Tem o Lulu, que é pra mulherada avaliar os machos. Já foi uma febre. Chegou até a haver um movimento de resposta masculina, que graças a Deus não vingou. Homem dando opinião anônima sobre mulheres, tipo açougue, ia ser isso mesmo: uma carnificina. Tem o Tinder, pro usuário conhecer mais gente,  e tem sua versão homoafetiva – o Grinder. Parece que o Grinder é mais direto ao assunto que o Tinder, se me entendem.

 

E ainda tem o Feice, o Messenger, o Whatsapp, que servem à troca de mensagens – e portanto feitos para o xaveco. Um monte de aplicativo e quetais.

 

Tudo errado. O amor não precisa de Tinder, de Lulu. O amor precisa é de Waze.

 

Pois então vejamos.

 

A gente usa o Waze para chegar em um endereço. Você põe o nome da rua, ele dá o caminho. Já pensou que bom se a gente pudesse pôr um relacionamento no Waze ? Seria gênio saber se os dois, no casal, estão com o mesmo destino em mente. Tem mulher focada em ir direto pro altar, sem parar no posto nem pra fazer xixi – e tem homem que prefere estacionar no namoro de 10 anos mesmo. Aí basta conferir os dois Wazes para ver que tal relacionamento é inviável.

 

Mais: o Waze prevê quanto tempo demora pra chegar no destino. Imagine sua companheira, de calcinha e sutiã, com as duas mãos na cintura olhando o armário. Com o Waze do Amor, dá pra ter noção de quanto isso demora e até encaixar um cochilo enquanto ela se decide. Para as mulheres, o benefício é outro: quanto tempo eu vou ter que ficar aqui neste churrasco, aguentando piada de argentino ? E se o rumo a seguir de repente fica ruim, travado, cheio de ressentimento e mágoa, o Waze indica outras alternativas – incluindo largar a mala com quem você está e até desviar para o mundo gay, se não houver outro caminho.

 

Outra coisa ótima: o Waze avisa as armadilhas à frente.

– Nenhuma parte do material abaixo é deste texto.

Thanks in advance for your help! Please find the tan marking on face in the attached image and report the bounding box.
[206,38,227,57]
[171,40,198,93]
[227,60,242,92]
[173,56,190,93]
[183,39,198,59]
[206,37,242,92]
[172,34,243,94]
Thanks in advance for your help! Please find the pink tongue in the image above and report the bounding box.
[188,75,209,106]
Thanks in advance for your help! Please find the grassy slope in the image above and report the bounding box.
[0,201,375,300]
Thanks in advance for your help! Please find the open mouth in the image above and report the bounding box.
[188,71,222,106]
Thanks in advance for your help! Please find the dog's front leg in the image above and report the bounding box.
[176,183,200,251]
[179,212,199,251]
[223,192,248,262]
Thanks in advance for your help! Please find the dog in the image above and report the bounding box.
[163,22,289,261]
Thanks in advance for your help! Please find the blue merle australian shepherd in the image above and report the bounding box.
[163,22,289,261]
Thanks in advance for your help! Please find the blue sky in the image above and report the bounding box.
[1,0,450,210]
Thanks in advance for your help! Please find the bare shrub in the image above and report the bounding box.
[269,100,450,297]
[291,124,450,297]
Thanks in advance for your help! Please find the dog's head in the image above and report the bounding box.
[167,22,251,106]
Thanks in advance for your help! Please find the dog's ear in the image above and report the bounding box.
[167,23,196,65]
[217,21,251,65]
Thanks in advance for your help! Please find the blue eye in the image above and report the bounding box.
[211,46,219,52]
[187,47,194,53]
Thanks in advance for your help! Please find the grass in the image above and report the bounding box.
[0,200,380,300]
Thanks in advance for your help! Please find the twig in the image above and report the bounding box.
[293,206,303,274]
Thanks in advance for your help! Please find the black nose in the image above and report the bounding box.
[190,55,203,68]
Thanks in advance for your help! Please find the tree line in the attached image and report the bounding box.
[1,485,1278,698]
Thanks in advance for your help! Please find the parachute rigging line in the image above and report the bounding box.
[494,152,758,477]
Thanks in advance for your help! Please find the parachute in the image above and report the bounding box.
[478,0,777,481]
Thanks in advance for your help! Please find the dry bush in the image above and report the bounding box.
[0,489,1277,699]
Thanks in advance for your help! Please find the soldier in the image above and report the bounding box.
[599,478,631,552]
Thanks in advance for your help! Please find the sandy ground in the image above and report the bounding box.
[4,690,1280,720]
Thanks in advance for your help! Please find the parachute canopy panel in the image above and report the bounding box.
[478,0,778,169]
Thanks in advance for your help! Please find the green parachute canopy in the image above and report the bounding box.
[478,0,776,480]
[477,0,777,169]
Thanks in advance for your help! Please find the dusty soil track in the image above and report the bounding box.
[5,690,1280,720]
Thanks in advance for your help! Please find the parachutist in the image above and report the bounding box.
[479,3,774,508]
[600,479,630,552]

Radar, guarda, buraco na pista, acidente. Num relacionamento, ele daria o toque dos futuros percalços: festa com a presença do ex-namorado, os pais dela vão chegar a qualquer minuto e pegar alguém de cueca – enfim, essas coisas que torpedeiam um casal.

 

Agora, apesar da evidente utilidade, ainda ninguém se propôs ainda a criar o Waze do Amor. Nos relacionamentos, ainda estamos no 99 Táxis: a pessoa estica o dedinho, chamando, e o primeiro disponível encosta.

 

Então a ideia está lançada. Falta agora fazer acontecer. Quem conhece gente boa de programação ? Aquele coreano que criou o Flappy Bird ainda está sem fazer nada.